Since 1999, FMC SA has been involved in NAFMP, an initiative which aims to develop, implement, evaluate, and deliver a comprehensive, integrated FMP for the commercial motor carrier industry, operating under various regulatory jurisdictions. There are four phases to the project, three of which have been completed as follows:
• Phase 1 - Involved the identification of FMP technical requirements and developed a comprehensive approach designed specifically for drivers, dispatchers, and company managers.
• Phase 2 - Involved the development of education and training materials and procedures for assessing the effectiveness of an FMP.
• Phase 3 - Involved conducting field operational tests in two stages: protocol development and field testing of the effectiveness of the comprehensive FMP compared to current industry practices.

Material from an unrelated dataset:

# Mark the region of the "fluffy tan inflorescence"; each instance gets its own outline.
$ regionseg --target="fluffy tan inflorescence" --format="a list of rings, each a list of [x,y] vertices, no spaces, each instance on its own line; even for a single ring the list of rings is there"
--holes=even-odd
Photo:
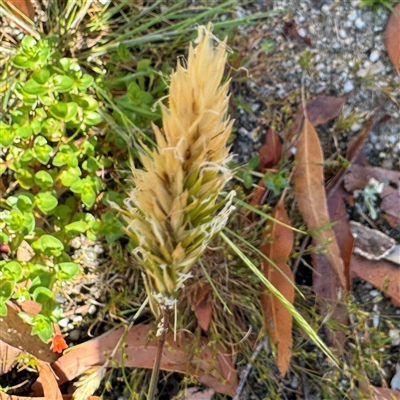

The project is currently in Phase 4, which involves the development and advancement of recommended guidelines, manuals, and other training materials that will be made available to all commercial motor carriers to implement a comprehensive and effective FMP. Presently, the NAFMP modules and implementation manuals have been completed in English and are being translated into French. The NAFMP website which contains the Learning Management System, PowerPoint presentations, interactive exercises, images and videos, and lesson quizzes is still under development. The Agency anticipates the website and NAFMP to be completed by spring 2013. Upon completion, FMCSA will invite NTSB to a formal preview and briefing on the NAFMP initiative.
Additionally, FMCSA has recently published the following three research reports related to motorcoach driver performance and fatigue:
• Motorcoach Driver Fatigue Study
• Investigation of the Effects of Split Sleep Schedules on Commercial Vehicle Driver Safety and Health
In the meantime, FMCSA will continue to work with our stakeholders to encourage and promote the safety benefits of incorporating an FMP in a motor carrier safety environment. Based on the reasons cited above in Safety Recommendation H-12-29, FMCSA respectfully requests that NTSB classify Safety Recommendation H-12-29 as "Open-Acceptable Response."